Rappelons que le système de retraite complémentaire fonctionne par points. En cotisant, un salarié "achète" des points. Et lorsqu'il part à la retraite sa pension est calculée en prenant le nombre de points cumulés que l'on multiplie par la valeur d'un point arrêtée au moment où il quitte la vie active.

Avec la fusion Arrco-Agirc, les points cotisés par les cadres dans les deux régimes seront convertis en points Arrco-Agirc de la façon suivante: points Arrco + (points Agirc x 0,347798289) = points Arrco-Agirc.

Conséquence logique: sur le bulletin de salaire, il n'y aura plus deux lignes distinctes mais une seule.

> Un alignement de l'âge pour toucher les pensions de réversion

La pension de réversion correspond à la part de la pension retraite complémentaire qu'un veuf ou une veuve touche lorsque son(sa) conjoint(e) décède. Son montant est égal à 60%. Il y a une condition d'âge pour pouvoir l'obtenir qui était de 55 ans dans le régime Arrco et 60 ans pour l'Agirc. Avec la fusion des régimes, les partenaires sociaux ont décidé de prendre l'âge le plus favorable, 55 ans donc. Une concession du Medef, un précédent projet prévoyant une solution à mi-chemin à 57 ans.

> Un doublement du plafond pour les majorations familiales

Ces majorations sont accordées aux retraités ayant encore des enfants à charge ou qui ont élevé au moins trois enfants. Dans le cas des retraités ayant encore des enfants à charge au moment où ils quittent la vie active, leurs droits sont majorés de 5% par enfant. Pour ceux qui ont élevé au moins trois enfants, la hausse est de 10%. Ces majorations étaient toutefois plafonnées à hauteur de 1031,15 euros pour l'Arrco et de 1028 euros pour l'Agirc. Avec la fusion, les partenaires sociaux ont décidé, plutôt que de conserver un seul plafond, de doubler la limite à 2000 euros.

> Un système de bonus-malus

Cette mesure avait été décidée dès 2015. Elle vise de fait à inciter les salariés à liquider plus tard leurs pensions. Concrètement, les salariés qui partent dès le moment où ils ont rempli toutes les conditions et atteint l'âge du taux plein feront face à un malus de 10% pendant trois ans, jusqu'à 67 ans maximum. Ce malus s'annule s'ils décalent leur départ d'un an. Un bonus de 10% peut être perçu pendant un an s'ils le reportent de deux ans. Ce bonus passe à 20% si ce report est de trois ans et même 30% dans le cas où il atteint quatre années.

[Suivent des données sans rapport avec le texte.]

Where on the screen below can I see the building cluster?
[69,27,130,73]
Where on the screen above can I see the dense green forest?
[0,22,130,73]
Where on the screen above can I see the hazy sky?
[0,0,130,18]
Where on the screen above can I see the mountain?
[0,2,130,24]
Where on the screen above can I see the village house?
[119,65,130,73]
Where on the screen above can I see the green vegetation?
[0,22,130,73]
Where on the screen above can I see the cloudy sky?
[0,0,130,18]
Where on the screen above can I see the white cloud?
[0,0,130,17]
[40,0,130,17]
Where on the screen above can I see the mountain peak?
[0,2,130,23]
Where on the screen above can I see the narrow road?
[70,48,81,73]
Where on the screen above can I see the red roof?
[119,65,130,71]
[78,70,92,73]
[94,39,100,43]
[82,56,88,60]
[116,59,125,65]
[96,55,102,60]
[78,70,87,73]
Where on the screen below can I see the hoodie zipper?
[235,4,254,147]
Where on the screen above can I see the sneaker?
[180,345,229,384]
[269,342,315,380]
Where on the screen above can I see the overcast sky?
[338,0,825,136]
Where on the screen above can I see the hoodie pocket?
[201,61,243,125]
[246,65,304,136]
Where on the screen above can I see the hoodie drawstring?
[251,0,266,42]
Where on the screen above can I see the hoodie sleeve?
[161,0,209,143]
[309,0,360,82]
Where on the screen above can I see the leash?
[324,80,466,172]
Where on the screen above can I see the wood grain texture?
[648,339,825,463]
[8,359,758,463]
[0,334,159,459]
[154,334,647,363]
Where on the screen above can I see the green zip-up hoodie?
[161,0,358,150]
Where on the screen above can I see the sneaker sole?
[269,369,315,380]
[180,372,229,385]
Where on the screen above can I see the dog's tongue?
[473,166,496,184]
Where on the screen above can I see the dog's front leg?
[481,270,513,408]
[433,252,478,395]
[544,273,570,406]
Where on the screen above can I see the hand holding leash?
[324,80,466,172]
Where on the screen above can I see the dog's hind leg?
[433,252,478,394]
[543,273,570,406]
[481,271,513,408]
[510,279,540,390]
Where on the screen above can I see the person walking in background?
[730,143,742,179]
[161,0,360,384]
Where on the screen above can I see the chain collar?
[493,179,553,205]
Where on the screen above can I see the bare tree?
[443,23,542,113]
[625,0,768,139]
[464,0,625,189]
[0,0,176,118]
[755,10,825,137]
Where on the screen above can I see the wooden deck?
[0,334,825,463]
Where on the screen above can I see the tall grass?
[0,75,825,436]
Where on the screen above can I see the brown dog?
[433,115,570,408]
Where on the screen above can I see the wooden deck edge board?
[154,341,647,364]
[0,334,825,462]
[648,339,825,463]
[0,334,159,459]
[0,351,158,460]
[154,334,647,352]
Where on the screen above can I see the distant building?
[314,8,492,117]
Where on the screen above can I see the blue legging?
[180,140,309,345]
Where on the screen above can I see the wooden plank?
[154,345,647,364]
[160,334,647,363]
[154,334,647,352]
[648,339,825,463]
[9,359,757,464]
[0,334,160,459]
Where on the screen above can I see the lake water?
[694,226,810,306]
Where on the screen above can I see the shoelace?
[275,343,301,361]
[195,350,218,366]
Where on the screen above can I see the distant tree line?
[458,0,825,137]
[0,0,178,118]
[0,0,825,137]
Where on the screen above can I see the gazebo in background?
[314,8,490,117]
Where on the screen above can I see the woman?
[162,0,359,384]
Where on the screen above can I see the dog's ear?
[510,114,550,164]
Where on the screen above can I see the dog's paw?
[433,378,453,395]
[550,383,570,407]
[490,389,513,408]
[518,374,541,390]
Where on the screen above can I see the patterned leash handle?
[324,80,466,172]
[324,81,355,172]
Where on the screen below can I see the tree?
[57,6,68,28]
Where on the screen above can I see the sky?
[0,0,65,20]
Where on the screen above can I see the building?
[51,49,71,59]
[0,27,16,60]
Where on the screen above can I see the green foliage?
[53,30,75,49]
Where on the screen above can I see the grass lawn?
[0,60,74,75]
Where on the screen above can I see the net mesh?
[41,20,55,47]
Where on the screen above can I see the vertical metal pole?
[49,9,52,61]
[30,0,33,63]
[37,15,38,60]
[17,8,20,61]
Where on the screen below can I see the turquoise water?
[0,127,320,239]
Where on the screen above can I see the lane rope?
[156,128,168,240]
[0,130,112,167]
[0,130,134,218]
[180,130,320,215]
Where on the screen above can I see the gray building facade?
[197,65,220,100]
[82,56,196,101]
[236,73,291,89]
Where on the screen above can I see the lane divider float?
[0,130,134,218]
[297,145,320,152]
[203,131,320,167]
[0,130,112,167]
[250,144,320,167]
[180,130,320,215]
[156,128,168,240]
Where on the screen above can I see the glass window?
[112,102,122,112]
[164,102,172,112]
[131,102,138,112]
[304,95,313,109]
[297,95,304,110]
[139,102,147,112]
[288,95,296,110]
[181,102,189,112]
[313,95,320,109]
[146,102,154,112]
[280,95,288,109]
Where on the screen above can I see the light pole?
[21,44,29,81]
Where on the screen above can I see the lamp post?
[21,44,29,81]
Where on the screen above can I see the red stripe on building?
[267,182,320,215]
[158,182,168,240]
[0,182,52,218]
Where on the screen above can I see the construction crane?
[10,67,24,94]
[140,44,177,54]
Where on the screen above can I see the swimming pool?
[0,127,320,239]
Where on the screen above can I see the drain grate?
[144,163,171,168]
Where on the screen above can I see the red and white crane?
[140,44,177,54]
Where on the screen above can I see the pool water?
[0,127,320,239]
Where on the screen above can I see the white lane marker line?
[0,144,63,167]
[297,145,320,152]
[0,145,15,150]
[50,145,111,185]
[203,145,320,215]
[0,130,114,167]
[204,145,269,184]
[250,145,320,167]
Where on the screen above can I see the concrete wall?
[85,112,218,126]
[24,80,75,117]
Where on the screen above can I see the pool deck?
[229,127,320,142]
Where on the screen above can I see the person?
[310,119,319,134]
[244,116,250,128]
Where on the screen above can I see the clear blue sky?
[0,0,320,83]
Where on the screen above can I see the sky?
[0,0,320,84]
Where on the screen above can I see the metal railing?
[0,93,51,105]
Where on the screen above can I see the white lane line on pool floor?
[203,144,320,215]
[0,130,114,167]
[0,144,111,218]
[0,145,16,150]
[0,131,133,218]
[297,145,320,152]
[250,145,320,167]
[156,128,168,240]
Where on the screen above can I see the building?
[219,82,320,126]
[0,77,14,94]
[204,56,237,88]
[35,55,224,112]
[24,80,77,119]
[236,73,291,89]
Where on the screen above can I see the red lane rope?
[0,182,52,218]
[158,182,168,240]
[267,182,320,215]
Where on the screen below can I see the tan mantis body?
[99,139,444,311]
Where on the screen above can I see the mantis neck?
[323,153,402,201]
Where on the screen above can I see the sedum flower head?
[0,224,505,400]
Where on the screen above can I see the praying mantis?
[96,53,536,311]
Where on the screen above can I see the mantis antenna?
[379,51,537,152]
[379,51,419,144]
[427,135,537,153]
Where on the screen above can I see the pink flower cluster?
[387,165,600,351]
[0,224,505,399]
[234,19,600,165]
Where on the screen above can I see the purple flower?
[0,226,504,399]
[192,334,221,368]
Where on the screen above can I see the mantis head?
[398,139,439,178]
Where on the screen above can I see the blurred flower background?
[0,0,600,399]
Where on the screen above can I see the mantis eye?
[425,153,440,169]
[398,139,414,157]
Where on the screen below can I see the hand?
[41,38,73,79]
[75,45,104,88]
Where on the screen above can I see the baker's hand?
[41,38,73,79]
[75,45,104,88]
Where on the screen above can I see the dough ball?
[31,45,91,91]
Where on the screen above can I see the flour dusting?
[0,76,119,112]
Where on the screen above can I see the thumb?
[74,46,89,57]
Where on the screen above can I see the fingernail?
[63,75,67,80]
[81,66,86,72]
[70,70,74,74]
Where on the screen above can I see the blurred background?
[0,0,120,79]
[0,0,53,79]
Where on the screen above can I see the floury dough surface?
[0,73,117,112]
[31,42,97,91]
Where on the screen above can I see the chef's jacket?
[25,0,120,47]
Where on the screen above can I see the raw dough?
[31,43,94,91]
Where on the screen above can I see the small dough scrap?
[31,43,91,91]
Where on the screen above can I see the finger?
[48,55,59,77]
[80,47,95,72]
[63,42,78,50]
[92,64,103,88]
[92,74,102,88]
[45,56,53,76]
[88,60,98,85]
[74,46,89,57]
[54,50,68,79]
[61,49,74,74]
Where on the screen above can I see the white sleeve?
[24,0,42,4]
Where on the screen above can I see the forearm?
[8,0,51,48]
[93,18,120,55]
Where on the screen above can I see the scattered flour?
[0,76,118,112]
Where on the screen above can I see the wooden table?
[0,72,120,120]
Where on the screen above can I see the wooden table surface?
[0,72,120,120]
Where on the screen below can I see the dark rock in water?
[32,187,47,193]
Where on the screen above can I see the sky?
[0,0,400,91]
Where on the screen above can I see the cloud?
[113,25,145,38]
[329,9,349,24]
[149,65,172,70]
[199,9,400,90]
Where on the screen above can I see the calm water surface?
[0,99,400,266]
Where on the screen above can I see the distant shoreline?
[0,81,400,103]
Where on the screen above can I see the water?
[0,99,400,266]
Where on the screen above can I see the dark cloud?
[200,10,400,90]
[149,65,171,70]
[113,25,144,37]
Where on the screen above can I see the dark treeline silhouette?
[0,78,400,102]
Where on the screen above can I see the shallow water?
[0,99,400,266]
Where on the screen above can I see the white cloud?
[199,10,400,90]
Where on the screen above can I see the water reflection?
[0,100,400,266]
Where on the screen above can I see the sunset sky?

> Pas de baisses des pensions en vue

Durant les ultimes négociations menées entre les partenaires sociaux, la CGT a agité le spectre d'une baisse des pensions avec l'entrée en vigueur du texte de 2015. Une interprétation catégoriquement démentie par la totalité des autres participants, fortement agacés par le comportement de la centrale dirigée par Philippe Martinez. "C'est difficile de combattre la mauvaise foi", s'était désolé Philippe Pihet (FO) auprès de l'AFP. Pascale Coton (CFTC) se dit elle "très en colère". "Ils ont mis le bazar et foutu la trouille aux gens. Il ne fallait surtout pas faire cela", soupire-t-elle.

Dans les faits, la convention prévoit à partir de 2019 de revaloriser la valeur du point (qui permet donc de calculer la pension) à partir non plus de l'inflation, mais de la masse salariale. Le texte donne la possibilité aux partenaires sociaux, en cas de conditions difficiles (forte hausse du chômage) de faire en sorte que la hausse de la valeur du point soit moins forte que celle des salaires, jusqu'à 1,1 point de moins.

Ainsi si la masse salariale augmente ainsi de 3%, les partenaires sociaux peuvent acter une hausse de seulement 1,9%. "Mais il n'est possible ni de geler ni de réduire la valeur du point d'indice", insiste Pascale Coton. "Et ce sont les partenaires sociaux qui décident de ces paramètres. Avec la réforme de 2015, le régime devra au moins avoir l'équivalent de 6 mois de réserves pour payer les retraites. Si on a fait cela ce n'est évidemment pas pour baisser les pensions!", assure la représentante de la CFTC.